Yesterday, while writing my post on Trump’s meaning of the “American Way”, the phrase “Equal Chance, Equal Footing” when mentioning White privilege. Society has been pushing the “Equal Chance” notion for years — essentially, it is this notion of color-blind and other forms of supposed race / sex / gender / etc. blindness in academics, hiring, promotion, policing. But aside from the fact that it has never been truly and consistently implemented, it is also a meaningless notion unless everyone starts from the same place.

But this is where Equal Footing comes into play, and it is often the most important piece of the puzzle. You can’t have equal chance if your starting point isn’t equal. Equal footing means, for example:

  • Equal risk of the police targeting you and your family
  • Equal opportunities for education in schools that provide the same learning experience
  • Equal economic comfort for families so that parents have time to spend with children
  • Equal access to job
  • Equal pay for equal work
  • Equal appraisals of home and people, independent of racial and economic factors

When we talk equality, often the focus in on the legal aspects. Do these groups have the same rights as others? Can a {woman, LGBT…, black, hispanic, asian, …} do the same thing as {white, male, straight) can do? But equality is more: It is equal chance, and most importantly, having an equal footing.
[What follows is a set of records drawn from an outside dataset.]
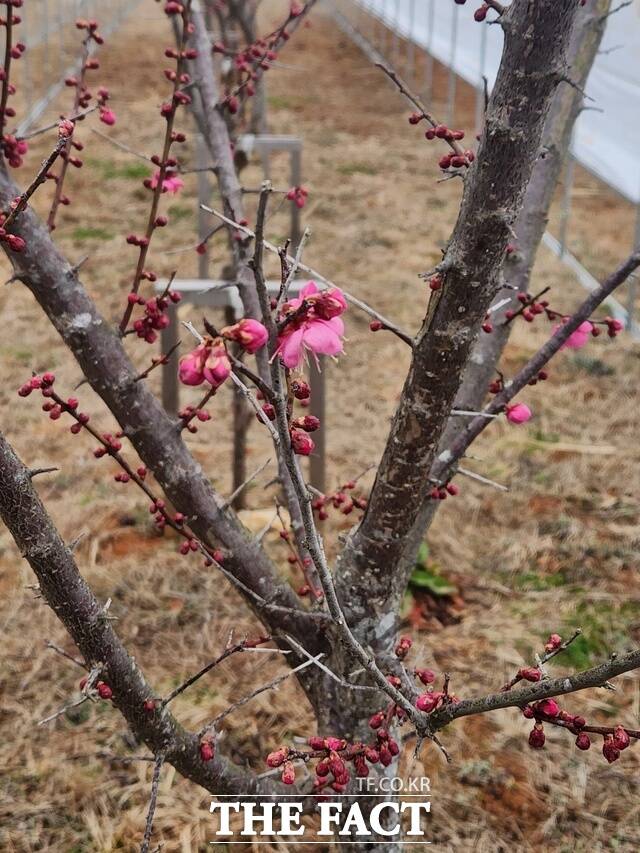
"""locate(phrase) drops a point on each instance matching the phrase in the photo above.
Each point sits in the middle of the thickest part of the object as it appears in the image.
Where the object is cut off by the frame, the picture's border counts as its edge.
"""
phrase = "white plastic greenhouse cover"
(607, 138)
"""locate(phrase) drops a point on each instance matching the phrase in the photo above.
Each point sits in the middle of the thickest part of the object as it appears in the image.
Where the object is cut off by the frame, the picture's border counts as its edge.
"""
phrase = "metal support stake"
(169, 337)
(204, 197)
(428, 67)
(451, 94)
(480, 105)
(632, 290)
(296, 180)
(411, 46)
(566, 202)
(395, 54)
(318, 408)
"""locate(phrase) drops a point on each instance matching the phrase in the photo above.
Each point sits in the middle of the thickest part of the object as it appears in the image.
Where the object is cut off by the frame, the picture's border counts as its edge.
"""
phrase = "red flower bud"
(104, 691)
(536, 737)
(275, 759)
(583, 741)
(207, 750)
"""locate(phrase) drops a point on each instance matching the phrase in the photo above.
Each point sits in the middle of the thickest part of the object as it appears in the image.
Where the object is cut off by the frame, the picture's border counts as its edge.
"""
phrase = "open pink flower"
(207, 361)
(315, 324)
(249, 333)
(172, 183)
(107, 116)
(577, 339)
(518, 413)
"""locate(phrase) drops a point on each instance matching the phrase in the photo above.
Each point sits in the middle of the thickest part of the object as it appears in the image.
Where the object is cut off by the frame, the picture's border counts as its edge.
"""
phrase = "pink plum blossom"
(577, 339)
(208, 361)
(250, 334)
(318, 328)
(518, 413)
(172, 183)
(107, 116)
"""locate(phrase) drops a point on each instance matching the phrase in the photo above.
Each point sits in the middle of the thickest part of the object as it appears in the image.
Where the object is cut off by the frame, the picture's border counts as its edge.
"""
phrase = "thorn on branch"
(35, 472)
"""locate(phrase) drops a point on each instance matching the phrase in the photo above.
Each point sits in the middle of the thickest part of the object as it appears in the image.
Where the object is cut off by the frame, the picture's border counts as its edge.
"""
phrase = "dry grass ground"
(558, 550)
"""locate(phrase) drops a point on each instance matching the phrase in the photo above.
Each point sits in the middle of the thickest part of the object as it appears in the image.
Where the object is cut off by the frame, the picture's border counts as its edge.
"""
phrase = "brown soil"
(558, 550)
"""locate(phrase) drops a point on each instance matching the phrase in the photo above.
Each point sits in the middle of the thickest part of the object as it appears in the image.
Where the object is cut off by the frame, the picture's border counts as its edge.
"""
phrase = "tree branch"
(83, 616)
(470, 272)
(104, 362)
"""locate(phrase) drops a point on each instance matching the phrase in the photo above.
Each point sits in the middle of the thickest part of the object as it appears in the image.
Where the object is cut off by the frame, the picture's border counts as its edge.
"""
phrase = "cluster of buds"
(250, 334)
(155, 312)
(111, 445)
(252, 61)
(55, 406)
(207, 362)
(13, 51)
(190, 413)
(301, 441)
(458, 158)
(92, 30)
(532, 306)
(340, 500)
(441, 493)
(101, 690)
(82, 99)
(480, 13)
(614, 739)
(166, 179)
(13, 241)
(298, 195)
(14, 150)
(333, 756)
(207, 745)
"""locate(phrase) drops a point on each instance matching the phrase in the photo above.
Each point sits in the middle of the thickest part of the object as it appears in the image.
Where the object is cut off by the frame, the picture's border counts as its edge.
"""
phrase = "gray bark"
(73, 602)
(533, 62)
(529, 228)
(154, 435)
When you hear talk about “privilege”, it is often a reference to unequal footings. Being white in America gives you a better footing — less chance of bad police interactions, growing up in better neighborhoods, more opportunities in school, more opportunities in jobs, etc. Being male in America gives similar advantages due to societal biases. Similar if you are in the predominant religion – some form of Christianity.

If we are to achieve true equality, we have to work for more than just being equal under the law. We need to be equal under societal customs; we need to provide equal footings. We then need to make sure that are our processes are also equally blind — and that means not only blind to the first level aspects (skin color, orientation, sex, gender, religion), but equally blinds to the second level aspects (what school you went to, where you live, what you wear, how you speak, etc.). True equality is a triad: level, footing, chance. Right now, we have a very wobbly 3 legged stool.